Many suggest, too, the senior Muluzi’s relations with Banda was vital in this move. When Cashgate cost JB her short-lived tenure, Atupele suffered the ripple effect—finishing a distant fourth in the 2014 presidential race.

As many on the street argue, his time in government was a betrayal to the radical voices of the millennials that had pushed his agenda for change in the first place. It has never been endorsed by his base.

For a guy as smart as Atupele appears, one then wonders; why did he immediately repeat the same trick that ended badly with JB?

Today, his presidential ambitions are suffering once more as nobody is taking him seriously. Yet, Atupele is careful enough about his legacy that his most recent statement suggests he is not ready to stake his future, sacrificing his political capital with continued alliance with DPP indefinitely.

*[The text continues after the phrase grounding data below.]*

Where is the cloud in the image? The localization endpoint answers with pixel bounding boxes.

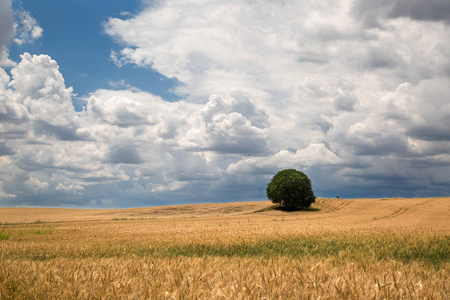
[0,181,16,198]
[32,121,84,141]
[228,143,341,175]
[13,9,43,45]
[408,126,450,142]
[87,90,156,127]
[0,0,15,67]
[0,1,43,67]
[107,79,140,92]
[388,0,450,23]
[26,176,49,190]
[353,0,450,27]
[1,0,450,207]
[0,72,30,124]
[180,93,270,154]
[106,146,143,164]
[104,0,338,101]
[0,59,273,206]
[0,142,14,156]
[9,53,75,127]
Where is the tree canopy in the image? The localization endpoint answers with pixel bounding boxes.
[266,169,316,209]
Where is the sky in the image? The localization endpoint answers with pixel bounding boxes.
[0,0,449,208]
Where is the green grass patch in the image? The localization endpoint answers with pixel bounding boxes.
[3,232,447,269]
[143,234,448,268]
[31,228,54,235]
[0,230,11,240]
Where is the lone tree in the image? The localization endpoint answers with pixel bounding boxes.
[266,169,316,209]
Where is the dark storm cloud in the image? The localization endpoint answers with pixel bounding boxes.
[364,47,400,70]
[176,173,220,182]
[106,146,143,165]
[333,93,358,112]
[0,142,14,156]
[0,129,27,140]
[389,0,450,23]
[354,0,450,26]
[352,0,392,28]
[33,121,86,141]
[0,0,14,66]
[0,1,14,44]
[352,136,410,156]
[407,125,450,142]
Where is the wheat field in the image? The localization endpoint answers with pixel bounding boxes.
[0,197,449,299]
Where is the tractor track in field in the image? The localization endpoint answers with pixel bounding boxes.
[374,198,439,221]
[316,199,351,212]
[376,207,409,220]
[414,198,437,207]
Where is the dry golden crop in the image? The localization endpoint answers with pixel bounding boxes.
[0,197,449,299]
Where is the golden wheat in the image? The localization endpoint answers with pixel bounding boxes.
[0,197,448,299]
[0,257,448,299]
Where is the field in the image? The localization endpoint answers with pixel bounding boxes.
[0,197,449,299]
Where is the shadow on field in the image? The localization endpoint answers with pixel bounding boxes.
[273,206,321,212]
[253,205,321,213]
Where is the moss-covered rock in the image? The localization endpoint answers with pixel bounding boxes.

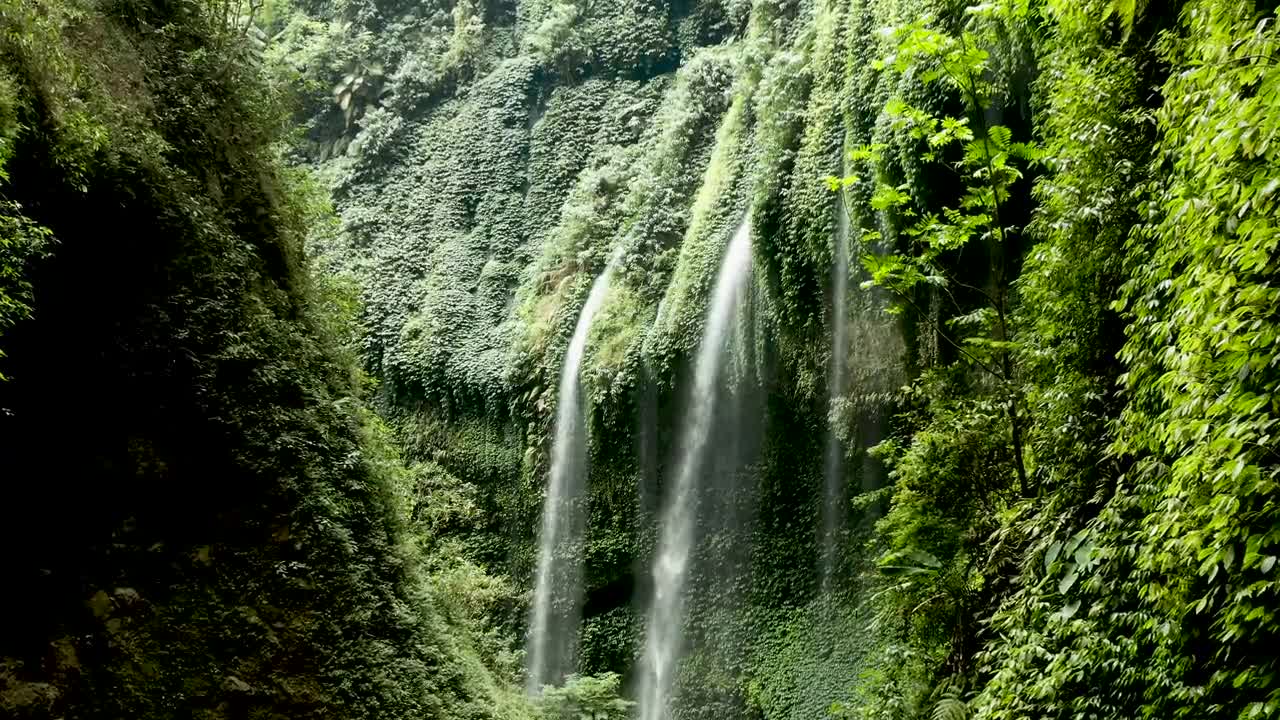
[0,1,528,717]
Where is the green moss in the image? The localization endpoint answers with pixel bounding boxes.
[642,72,753,378]
[281,0,896,711]
[258,0,1280,719]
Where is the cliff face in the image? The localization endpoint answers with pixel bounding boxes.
[279,0,914,713]
[285,0,1280,717]
[0,1,521,718]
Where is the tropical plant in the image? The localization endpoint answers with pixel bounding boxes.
[536,673,634,720]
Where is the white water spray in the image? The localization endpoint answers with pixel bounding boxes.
[821,197,850,592]
[638,217,754,720]
[526,258,617,694]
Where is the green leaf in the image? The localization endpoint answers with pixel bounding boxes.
[1058,566,1079,594]
[931,697,967,720]
[987,125,1012,150]
[1073,539,1096,568]
[1045,541,1063,571]
[1058,600,1081,620]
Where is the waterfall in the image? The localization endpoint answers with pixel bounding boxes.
[821,196,850,593]
[638,217,754,720]
[526,260,617,694]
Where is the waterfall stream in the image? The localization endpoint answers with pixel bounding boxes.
[821,197,850,593]
[526,260,617,693]
[638,217,754,720]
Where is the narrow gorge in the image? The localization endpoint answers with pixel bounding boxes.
[0,0,1277,719]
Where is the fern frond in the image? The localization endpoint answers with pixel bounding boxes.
[930,697,968,720]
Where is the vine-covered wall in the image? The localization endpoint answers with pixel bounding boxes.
[268,0,1280,717]
[276,0,908,710]
[3,0,1275,717]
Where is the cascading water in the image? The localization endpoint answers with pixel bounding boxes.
[526,259,618,694]
[638,217,754,720]
[820,197,851,593]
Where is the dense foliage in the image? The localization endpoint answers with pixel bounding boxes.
[0,0,527,717]
[1,0,1276,718]
[837,1,1280,718]
[266,0,1280,716]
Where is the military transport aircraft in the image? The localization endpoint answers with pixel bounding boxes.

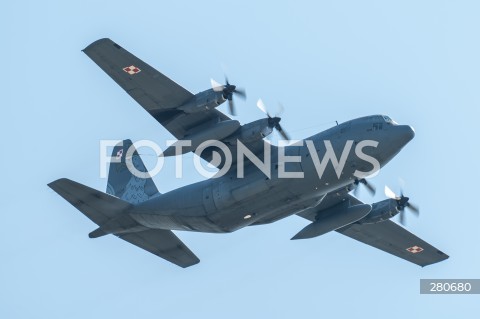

He is looking for a way out while also hoping to get the best out of the DPP arrangement. Probably as presidential running-mate in 2019.

As an intellectual, too, he knows he stands on the wrong side of history, as well, if he allows UDF to be permanently decimated by prolonging the alliance to an extent that the party doesn’t field a presidential candidate in 2019.

Thus far, Atupele is struggling to answer the most basic question about the party’s 2019 aspirations. Will the party partner with DPP or go sole?

He is grumbling and biting his tongue, instead. Asked why he seems to be too ready to jump into working alliances with governing parties—one can add—which only serve his family’s interest and none for the greater good of UDF—Atupele’s response smacks of cherry-picking.

His attempt to spin the discourse by declaring that he “just accepted to help President Peter Mutharika” and compares his self-serving politics to a victorious Barack Obama working with vanquished party rival Hillary Clinton after the 2008 Democratic party primary comes across as shallow response to a narrative questioning how best his relations with government have strengthened the UDF.

Nandini Patel, a prominent political scientist, writing on the subject, argues that the younger Muluzi’s worldview “perfectly resonates with the African style of patronalistic personalised politics in stark contradiction with the institutionalised politics where power is personalised instead of being institutionalised in the sense that no distinction is made between the office and the person in charge of the office.”

And, there, is the puzzle, why has a bright young politician ditched principles of consensus-building and democracy at the altar of narrow interests?